*puts on Mel Dunay hat*
Just finished rewriting/editing book 1 in my paranormal romance series. I’m going to let it “rest” for a week or two while I continue writing book 2, then give it another look over and start formatting it for print and kindle. I’ve rough-drafted, I don’t know, maybe seven or eight short novels in my life, but this is only the second time I’ve tried to clean one up for publication, and the first time was ten years ago, using Microsoft Word in conjunction with some kind of early cloud storage, like Google Docs.
I have to say that working with Scrivener took some getting used to. I imported the rough draft of book 1 into a new project, started a folder in the project called “First Draft” and then used the “split at selection” tool to break it apart into scenes. That was all I did for several months; just read through the draft a little bit at a time in the mornings before going to work or coming home from work, split the pieces into scenes and use the synopsis tool under “Information” to create brief descriptions of each scene. I had a separate folder where I put ideas for revision: renaming places or people, adding new supporting characters, tightening up continuity. Basically I would take notes about things I felt like I needed to change and put them in that folder.
Once I was done splitting out the scenes, I left it alone for a while, wrote a few missing scenes to introduce a new supporting character, then created two subfolders for the “First Draft” folder. I had noticed that I got sloppier and more confused towards the end of the novel, and so the “Easy” subfolder collected the ones that needed less work, and the “Hard” subfolder” collected the later scenes that needed more reworking. I also added two more folders: “Second Draft” for the scenes that I had finished reworking, and “Fragments” for odds and ends that I deleted (or partially wrote and discard) in the process of working on the second draft.
Writing book 2 with Scrivener’s help is a lot more straightforward. I outlined book 2 on a scene by scene basis in Microsoft Excel over the course of a week’s worth of break time at work, and emailed it home (my employer is not terribly okay with cloud storage sites or memory sticks, for security reasons).
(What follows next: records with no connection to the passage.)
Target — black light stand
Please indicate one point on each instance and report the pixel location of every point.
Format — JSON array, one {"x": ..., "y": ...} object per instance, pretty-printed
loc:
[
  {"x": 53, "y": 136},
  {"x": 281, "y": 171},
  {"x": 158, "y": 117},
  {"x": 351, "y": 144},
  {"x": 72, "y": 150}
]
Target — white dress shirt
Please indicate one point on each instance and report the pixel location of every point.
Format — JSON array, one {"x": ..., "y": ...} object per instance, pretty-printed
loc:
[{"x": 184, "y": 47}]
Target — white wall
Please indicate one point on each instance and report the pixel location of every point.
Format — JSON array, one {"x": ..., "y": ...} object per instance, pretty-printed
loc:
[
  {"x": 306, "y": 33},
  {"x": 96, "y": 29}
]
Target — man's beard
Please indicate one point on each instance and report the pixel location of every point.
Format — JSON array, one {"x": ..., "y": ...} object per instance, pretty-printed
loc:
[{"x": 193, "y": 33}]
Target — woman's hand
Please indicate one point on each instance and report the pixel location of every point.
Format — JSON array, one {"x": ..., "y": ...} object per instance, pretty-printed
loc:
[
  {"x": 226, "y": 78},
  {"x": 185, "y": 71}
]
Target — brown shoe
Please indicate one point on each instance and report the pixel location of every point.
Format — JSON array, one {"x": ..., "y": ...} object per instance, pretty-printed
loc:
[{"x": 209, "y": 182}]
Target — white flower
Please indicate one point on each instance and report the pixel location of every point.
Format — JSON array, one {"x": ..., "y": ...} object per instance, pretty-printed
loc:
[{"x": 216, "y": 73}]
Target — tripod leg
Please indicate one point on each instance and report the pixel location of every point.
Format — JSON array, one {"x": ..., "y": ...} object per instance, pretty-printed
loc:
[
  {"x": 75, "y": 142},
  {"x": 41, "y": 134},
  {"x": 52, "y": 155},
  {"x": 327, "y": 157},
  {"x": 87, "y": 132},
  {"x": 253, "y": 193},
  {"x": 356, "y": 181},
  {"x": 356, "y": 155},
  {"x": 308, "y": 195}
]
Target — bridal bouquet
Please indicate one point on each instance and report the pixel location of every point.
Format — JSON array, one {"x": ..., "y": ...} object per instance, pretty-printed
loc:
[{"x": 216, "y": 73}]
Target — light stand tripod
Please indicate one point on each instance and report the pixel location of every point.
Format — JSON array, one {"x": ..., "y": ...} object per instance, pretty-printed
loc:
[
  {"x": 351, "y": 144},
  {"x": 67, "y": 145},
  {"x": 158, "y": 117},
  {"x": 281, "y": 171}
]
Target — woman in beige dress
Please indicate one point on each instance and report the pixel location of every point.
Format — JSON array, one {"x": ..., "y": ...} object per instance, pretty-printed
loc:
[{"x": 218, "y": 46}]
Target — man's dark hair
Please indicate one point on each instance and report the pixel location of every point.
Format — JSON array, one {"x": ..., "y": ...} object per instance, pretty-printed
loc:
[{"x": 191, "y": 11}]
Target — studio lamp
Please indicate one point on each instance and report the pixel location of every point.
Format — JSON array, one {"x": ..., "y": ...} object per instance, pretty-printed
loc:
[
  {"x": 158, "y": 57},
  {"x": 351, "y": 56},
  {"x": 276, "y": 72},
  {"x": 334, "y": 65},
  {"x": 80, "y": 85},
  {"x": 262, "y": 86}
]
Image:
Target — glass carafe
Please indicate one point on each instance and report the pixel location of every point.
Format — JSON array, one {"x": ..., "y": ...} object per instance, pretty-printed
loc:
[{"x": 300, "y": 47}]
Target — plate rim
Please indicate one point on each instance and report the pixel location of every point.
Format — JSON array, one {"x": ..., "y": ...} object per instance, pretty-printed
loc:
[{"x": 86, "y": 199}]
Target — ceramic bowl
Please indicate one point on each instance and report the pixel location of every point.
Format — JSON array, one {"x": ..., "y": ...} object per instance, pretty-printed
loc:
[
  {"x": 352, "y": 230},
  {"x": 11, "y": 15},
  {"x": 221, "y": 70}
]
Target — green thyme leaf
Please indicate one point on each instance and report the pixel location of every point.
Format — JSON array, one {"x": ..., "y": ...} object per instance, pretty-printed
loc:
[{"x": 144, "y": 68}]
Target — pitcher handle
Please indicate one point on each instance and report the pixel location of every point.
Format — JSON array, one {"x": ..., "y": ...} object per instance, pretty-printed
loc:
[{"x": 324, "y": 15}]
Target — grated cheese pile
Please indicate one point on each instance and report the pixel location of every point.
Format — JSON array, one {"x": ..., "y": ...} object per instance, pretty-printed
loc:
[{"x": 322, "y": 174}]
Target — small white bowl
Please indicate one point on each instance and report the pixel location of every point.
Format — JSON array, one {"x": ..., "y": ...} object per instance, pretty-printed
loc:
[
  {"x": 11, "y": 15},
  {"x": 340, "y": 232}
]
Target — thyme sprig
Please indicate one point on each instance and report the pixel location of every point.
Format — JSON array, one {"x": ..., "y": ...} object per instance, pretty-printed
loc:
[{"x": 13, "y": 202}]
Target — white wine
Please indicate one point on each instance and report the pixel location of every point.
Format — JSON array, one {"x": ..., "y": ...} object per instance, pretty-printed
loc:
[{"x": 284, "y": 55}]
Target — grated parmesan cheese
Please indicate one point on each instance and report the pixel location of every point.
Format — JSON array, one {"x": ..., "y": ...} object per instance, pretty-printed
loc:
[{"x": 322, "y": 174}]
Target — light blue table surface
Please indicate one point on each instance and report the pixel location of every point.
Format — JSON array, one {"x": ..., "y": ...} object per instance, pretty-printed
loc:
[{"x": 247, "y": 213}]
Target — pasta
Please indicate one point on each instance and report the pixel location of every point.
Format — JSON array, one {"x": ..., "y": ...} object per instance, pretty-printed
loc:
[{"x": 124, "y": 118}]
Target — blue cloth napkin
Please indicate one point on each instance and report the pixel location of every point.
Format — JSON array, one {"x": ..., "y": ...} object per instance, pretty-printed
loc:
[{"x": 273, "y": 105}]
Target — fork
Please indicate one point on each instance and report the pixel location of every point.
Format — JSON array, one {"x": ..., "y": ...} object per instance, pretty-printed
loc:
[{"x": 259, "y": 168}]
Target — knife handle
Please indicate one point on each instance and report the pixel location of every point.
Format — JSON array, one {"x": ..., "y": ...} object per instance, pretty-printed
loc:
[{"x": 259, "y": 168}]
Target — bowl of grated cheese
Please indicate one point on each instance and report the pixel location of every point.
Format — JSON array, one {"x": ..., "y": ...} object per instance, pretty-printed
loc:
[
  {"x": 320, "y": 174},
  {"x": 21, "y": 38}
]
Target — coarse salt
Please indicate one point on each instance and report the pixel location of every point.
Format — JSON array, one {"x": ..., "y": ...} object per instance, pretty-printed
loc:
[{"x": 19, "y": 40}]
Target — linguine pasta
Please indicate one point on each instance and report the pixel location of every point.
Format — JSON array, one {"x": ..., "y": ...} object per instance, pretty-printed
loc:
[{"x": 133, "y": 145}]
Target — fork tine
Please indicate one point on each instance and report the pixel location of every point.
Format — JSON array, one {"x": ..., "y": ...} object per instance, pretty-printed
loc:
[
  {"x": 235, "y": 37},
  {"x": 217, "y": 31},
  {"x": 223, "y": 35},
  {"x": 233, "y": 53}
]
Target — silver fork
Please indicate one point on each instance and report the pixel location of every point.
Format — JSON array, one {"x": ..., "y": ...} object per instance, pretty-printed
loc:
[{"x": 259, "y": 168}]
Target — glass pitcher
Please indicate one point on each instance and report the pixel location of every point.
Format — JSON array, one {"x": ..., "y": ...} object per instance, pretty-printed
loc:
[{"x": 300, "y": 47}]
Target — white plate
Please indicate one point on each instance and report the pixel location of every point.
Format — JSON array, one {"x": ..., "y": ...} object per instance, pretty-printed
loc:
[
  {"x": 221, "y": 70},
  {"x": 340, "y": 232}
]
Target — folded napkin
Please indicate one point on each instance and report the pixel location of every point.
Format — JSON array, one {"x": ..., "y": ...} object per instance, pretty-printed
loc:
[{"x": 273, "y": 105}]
I copied each cell’s worth of information from the spreadsheet into its own scene (piece of text) in a folder called “Outline” in the Scrivener project for book 2. It was a royal pain to set up, and I don’t think my wrists and fingers worked right for a day or two afterwards, but it’s made the actual writing process a lot less painful. I glance at the book 2 project file in the morning to see where I’m at, go to work, write the next scene as I have time (or feel like it), email the rough draft home, copy the latest scene written into the corresponding slot in the Outline folder, make some changes to the tags under “Information” (hero or heroine pov, thriller-oriented scene or romantic) and then move that piece to another folder, “Already Written,” within the Scrivener project for book 2.
Probably none of that makes any sense unless you already use Scrivener, and I’m the wrong person to explain the inner workings. I will say that Scrivener comes with a kind of “workbook” that uses the basic structure of a Scrivener project to walk you through its functions, and I found that once I worked through that workbook/tutorial thingie (which took most of a weekend where I didn’t have any social commitments) I had a much better idea of what the program could do, and more importantly, how I could make it do what I needed it to. It’s not a magic “make novel” toy, but as someone with a disorganized mind that tends to spin off in six different directions at once, I’ve found it really helpful for corralling my thoughts in some kind of format that I can refer back to and find what I need fairly easily.